La bataille pour les plus grands écrans d'Hollywood a désormais un nouveau prétendant, alors que la Walt Disney Co. s'attaque directement à la domination lucrative d'IMAX sur le format premium.
Le lancement par Disney de son programme de certification « Infinity Vision » pour les écrans premium large-format (PLF) crée un rival direct pour IMAX, ciblant plus de 1 000 écrans domestiques avant la sortie de « Avengers » le 18 décembre, marquant un nouveau front dans la guerre des technologies cinématographiques. Le programme a été annoncé lors de la conférence CinemaCon de l'industrie en avril.
« S'il y a 120 films en sortie nationale par an, ce qui est à peu près notre niveau actuel, alors 10 milliards de dollars sont atteignables », a déclaré Chad Beynon, analyste chez Macquarie, dans une interview, soulignant les enjeux élevés d'un box-office en pleine reprise où les écrans premium sont essentiels.
Cette décision intervient après que « Dune : Troisième Partie » de Warner Bros. a sécurisé les 426 écrans IMAX d'Amérique du Nord pour la même période de fin d'année. Le programme de Disney, qui vise à certifier des écrans de plus de 75 marques PLF domestiques, est une réponse directe au fait d'avoir été exclu de la plateforme de premier plan pour une sortie majeure.
La concurrence souligne l'importance croissante des projections premium, qui tirent la reprise du box-office après la pandémie. Pour IMAX, dont l'action a chuté de 4,5 % cette année, cela représente un défi pour un modèle qui a capturé environ 20 % des près de 1 milliard de dollars de recettes d'« Oppenheimer » en 2023.
Les écrans premium boostent le rebond du box-office
Le marché du cinéma opère un retour en force, et les expériences premium sont au cœur de cette reprise. Le box-office domestique a déjà atteint 2,9 milliards de dollars à ce jour cette année, le chiffre comparable le plus élevé depuis 2019, selon les données de Comscore. Les analystes de Wall Street prévoient désormais que l'année complète pourrait se terminer entre 9,5 et 10 milliards de dollars. Bien que cela reste inférieur à la moyenne pré-pandémique de 11,4 milliards de dollars, cela intervient alors que le nombre total d'écrans aux États-Unis a diminué de plus de 10 % par rapport à 2019, rendant chaque écran plus précieux.
Des exploitants comme AMC Entertainment en voient les bénéfices. La société a affiché son meilleur premier trimestre depuis la pandémie, avec un chiffre d'affaires en hausse de 21 % à plus de 1 milliard de dollars pour une fréquentation en hausse de près de 14 %. La croissance est alimentée par la volonté des cinéphiles de payer pour de meilleures expériences comme IMAX et Dolby Cinema, ce qui conduit à un revenu record par spectateur.
Un pari à enjeux élevés pour Disney et IMAX
« Infinity Vision » de Disney est un risque calculé. En créant son propre réseau certifié, la société évite que son titre phare « Avengers » ne soit relégué sur des écrans standards, un sort qui a nui au box-office du volet 2023 de « Mission: Impossible » lorsqu'il n'a eu qu'une semaine d'exploitation en IMAX. Cependant, cela signifie aussi concurrencer la redoutable marque IMAX, devenue une destination incontournable pour des réalisateurs comme Christopher Nolan.

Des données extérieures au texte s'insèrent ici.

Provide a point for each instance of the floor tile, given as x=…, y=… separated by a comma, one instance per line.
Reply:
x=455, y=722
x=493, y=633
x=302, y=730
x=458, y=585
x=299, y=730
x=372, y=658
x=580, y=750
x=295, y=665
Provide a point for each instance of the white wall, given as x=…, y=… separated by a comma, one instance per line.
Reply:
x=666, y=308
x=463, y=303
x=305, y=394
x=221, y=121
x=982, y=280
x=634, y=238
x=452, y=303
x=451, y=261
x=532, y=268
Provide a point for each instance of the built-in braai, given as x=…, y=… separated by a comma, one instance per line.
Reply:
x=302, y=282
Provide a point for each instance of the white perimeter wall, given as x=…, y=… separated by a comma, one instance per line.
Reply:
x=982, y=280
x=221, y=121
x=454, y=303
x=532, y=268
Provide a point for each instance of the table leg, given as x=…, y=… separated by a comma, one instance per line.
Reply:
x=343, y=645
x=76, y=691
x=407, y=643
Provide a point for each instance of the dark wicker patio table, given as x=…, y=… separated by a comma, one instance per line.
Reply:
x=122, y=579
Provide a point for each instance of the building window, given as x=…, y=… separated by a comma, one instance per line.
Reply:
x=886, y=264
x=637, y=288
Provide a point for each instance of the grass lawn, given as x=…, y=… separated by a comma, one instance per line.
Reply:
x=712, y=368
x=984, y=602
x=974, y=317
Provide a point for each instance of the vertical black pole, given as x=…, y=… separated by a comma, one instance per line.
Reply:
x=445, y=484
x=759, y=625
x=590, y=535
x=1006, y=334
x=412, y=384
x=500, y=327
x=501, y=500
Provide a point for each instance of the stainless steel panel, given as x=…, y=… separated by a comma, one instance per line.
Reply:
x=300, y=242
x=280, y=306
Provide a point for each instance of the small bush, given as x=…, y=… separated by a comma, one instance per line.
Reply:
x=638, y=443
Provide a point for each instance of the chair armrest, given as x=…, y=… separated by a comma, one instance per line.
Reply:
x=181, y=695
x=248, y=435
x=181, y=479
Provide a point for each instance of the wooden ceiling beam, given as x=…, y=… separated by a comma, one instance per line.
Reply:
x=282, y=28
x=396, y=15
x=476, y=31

Pour IMAX, l'initiative de Disney est à la fois une menace et un compliment. Bien que l'action de la société soit à la traîne par rapport à des pairs comme Cinemark (+16 % depuis le début de l'année), les analystes s'attendent toujours à ce que son chiffre d'affaires augmente de 8 % cette année pour atteindre un record de 443 millions de dollars, soutenu par une programmation solide incluant le prochain film de Nolan, « Odyssey ». Le plus grand risque pour IMAX est le précédent à long terme : si un studio aussi puissant que Disney peut réussir à créer un réseau PLF rival, cela pourrait éroder le pouvoir de négociation et la domination du marché d'IMAX. Pourtant, cela valide également la stratégie premium qu'IMAX défend depuis des années, augmentant potentiellement le marché global du cinéma haut de gamme.
Cet article est à titre informatif uniquement et ne constitue pas un conseil en investissement.